Он что, правда думал, что они тут будут до глубокой ночи спорить о его эпических деяниях?
— В полном, да. И не слишком трезвые — запах джина за ними так до утра и не выветрился.
Разобрались-примирились? Ну и отлично, камень с души.
— Жрать хочешь? — ещё ослабил верёвку Гуанако.
Максим поднял на него непонимающие глаза.
— Жрать. Принимать пищу. Говорят, это бывает уместно для поддержания физических сил. Попельдопель утверждает, что и моральных тоже.
Предложить ему актинии слабой соли, из-за стоимости которых столько дерьма в четверг вылилось?
— Я и представить не мог, насколько же вам плевать, — едва ли не обиженно выдал наконец Максим. — Я думал, у вас к Диме было хоть что-нибудь. Меньше, чем к Габриэлю, — и он это знал, и поэтому он заразил Габриэля… но чтобы вот так?
Гуанако порвало. Просто порвало.
То ли это Димино наркотическое пойло, то ли это у Максима было слишком смешное лицо разочарованного отличника на первой сессии, который только что узнал, что можно не делать каждый день
домашнюю работу и всё равно как-то жить, — но Гуанако буквально согнуло пополам от хохота.— Максим, ты всерьёз полагаешь, что когда «что-то есть», следует драть глотки зубами всем, кто косо посмотрел?
— Я не косо посмотрел, я убил его!
Все так легко ведутся на россказни о Диминой смерти, что, если ему приспичит умереть-таки в самом деле, никто ведь не поверит.
Гуанако первый не поверит.
Только не сегодня, пожалуйста, блядь.
— Забей ты, пока вроде нет. Я спиздел.
Максим сверкнул глазами, набычился:
— Я никогда не смогу вас понять.
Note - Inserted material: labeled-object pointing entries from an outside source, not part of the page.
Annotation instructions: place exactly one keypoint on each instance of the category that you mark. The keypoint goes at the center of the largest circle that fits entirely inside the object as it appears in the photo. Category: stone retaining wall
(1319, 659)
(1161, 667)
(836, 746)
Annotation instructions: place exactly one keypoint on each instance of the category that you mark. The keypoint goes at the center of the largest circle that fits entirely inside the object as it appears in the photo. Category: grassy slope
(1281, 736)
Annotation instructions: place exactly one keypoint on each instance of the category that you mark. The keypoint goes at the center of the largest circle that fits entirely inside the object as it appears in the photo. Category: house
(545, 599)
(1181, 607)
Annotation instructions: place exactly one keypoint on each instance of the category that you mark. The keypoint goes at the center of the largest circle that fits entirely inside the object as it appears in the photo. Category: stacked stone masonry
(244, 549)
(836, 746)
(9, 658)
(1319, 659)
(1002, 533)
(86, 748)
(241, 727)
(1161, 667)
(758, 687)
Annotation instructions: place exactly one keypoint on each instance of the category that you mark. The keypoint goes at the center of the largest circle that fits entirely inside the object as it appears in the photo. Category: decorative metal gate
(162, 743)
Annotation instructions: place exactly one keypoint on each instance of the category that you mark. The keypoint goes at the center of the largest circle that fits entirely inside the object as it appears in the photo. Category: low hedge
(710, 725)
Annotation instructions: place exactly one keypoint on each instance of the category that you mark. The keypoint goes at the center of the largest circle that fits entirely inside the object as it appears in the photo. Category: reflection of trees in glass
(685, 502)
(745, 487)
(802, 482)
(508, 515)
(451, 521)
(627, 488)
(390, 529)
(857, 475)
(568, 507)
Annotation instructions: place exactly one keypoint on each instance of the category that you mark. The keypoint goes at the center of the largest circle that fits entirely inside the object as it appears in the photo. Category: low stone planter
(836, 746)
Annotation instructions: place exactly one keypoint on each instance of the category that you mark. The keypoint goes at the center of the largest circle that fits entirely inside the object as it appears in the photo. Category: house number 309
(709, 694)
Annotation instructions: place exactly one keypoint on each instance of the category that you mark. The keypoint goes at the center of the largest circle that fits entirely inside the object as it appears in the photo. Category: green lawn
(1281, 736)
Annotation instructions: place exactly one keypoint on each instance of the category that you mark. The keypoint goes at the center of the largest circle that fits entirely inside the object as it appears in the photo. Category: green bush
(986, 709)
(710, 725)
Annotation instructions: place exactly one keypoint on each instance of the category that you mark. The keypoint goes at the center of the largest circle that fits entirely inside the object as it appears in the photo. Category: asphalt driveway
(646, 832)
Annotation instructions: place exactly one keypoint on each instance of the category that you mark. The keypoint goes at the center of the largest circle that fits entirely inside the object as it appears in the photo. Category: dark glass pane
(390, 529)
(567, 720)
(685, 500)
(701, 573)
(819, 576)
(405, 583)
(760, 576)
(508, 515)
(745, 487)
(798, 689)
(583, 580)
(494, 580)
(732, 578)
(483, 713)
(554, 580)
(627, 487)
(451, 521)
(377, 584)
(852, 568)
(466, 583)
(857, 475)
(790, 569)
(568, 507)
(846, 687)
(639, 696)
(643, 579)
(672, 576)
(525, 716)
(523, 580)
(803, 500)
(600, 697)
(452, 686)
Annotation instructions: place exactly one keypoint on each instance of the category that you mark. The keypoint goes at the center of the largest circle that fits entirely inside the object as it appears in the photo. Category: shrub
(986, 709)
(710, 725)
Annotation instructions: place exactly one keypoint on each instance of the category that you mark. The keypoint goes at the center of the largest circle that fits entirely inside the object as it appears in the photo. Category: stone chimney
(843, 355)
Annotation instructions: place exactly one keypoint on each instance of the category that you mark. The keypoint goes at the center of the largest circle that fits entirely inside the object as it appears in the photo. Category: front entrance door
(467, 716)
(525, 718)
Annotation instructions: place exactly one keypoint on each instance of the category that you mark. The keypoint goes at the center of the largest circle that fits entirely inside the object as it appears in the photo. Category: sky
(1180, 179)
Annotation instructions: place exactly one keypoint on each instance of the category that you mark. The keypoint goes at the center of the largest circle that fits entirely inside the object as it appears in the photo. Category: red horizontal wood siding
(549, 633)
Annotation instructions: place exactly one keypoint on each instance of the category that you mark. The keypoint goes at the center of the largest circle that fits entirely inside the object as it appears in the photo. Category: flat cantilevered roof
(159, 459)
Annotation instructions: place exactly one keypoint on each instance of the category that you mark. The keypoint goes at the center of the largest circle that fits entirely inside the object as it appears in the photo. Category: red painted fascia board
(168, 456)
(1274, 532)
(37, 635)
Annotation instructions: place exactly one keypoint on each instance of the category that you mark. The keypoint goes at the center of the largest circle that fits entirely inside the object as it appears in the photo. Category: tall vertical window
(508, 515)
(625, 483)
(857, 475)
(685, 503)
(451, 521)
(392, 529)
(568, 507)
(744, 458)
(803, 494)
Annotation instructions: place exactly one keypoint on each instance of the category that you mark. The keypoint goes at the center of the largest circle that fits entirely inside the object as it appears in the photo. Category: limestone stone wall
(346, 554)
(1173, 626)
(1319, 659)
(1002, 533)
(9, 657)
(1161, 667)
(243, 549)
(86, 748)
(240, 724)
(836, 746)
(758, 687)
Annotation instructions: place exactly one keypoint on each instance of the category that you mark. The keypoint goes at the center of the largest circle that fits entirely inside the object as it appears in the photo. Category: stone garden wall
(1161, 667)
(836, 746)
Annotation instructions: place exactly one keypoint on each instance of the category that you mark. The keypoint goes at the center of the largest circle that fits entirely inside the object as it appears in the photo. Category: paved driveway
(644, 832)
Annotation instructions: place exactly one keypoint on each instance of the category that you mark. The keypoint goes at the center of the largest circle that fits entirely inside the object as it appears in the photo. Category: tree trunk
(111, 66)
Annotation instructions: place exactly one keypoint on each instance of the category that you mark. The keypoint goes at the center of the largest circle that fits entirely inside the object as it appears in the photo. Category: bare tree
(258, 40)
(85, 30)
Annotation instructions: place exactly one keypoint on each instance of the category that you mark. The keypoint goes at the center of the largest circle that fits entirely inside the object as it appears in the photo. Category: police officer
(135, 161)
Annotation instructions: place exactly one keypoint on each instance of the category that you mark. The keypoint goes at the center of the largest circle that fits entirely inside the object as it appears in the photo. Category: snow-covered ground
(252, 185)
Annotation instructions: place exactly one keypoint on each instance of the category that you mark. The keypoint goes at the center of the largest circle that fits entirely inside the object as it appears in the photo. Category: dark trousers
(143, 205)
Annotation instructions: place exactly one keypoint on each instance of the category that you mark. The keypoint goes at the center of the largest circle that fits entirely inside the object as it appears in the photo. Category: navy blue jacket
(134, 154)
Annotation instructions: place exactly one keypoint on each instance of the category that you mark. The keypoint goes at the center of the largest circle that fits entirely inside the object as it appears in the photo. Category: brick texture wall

Вас, Диму, если он действительно не заражал наш дом…
— А хоть кто-нибудь хоть кого-нибудь понимает? — невесело усмехнулся Гуанако. — Я вот — точно никого. Но знаешь, мне достаточно просто знать, что бывают другие люди. Непохожие на меня, думающие и действующие иначе. Если держать это в голове, жить немного проще.
— Мне незачем, — Максим обвис в верёвках. — Меня отовсюду вышвырнули, а Габриэль… о нём обещала позаботиться Бедроградская гэбня. И не обманула: Охрович и Краснокаменный сказали, что он уже в Медкорпусе.
— Димиными стараниями. Бедроградская гэбня о Медкорпусе ничего пока не знает, — ляпнул Гуанако и пожалел: Максим совсем сдулся.
— Так Дима всё-таки не хотел, чтобы… — вопрос застрял у него в глотке.
— Откуда мне знать, — Гуанако пожал плечами и дошёл до двери, не сбившись с курса, что было уже достижением. — Всё, что мы вообще можем, — это верить. В лучшее. Иногда.
— Но когда кругом столько врут…
— Приходится бить себя по щекам и верить особенно яростно!
Верить, да.
Максим заканчивал кафедру истории науки и техники, а не истории религии. Кафедра истории религии развалилась, ещё когда её заканчивал Гуанако.
Максиму, наверно, просто неоткуда было узнать, что такое «верить» и как это работает.
«Верьте мне», — твердил то ли Гуанако Савьюру, то ли Савьюр Гуанако, когда они заперлись в гуанаковской камере до приезда Комиссии по Делам Гэбен, которая должна была разобраться с ситуацией на Колошме.
Верьте мне, всё будет круто, всё будет навсегда. Это неважно, что Савьюра через несколько часов нечаянно пристрелит собственный охранник — пока здесь-и-сейчас веришь, что всё будет круто и навсегда, оно ведь и правда в некотором смысле так.
Верьте мне, всё так и было, всё правда. Это неважно, слушают ли тебя студенты на лекции, гэбня ли на допросе, скопцы ли в Вилонском Хуе — пока здесь-и-сейчас веришь, что всё так и было, твою лажу сожрёт любой. Историография — скорее искусство, нежели наука. Искусство верить, что всё, что ты сейчас наплёл, — чистейшая правда.
Верьте мне, шансы есть, может получиться. Это неважно, сказал тебе это хороший врач или плохой, — пока веришь, что шансы есть, они есть, и всё тут.
Гуанако верил в шансы до тех самых пор, пока не подслушал, как у Святотатыча интересуются: «Очнулся. Положить под снотворное или, наоборот, привести в кондицию для беседы?»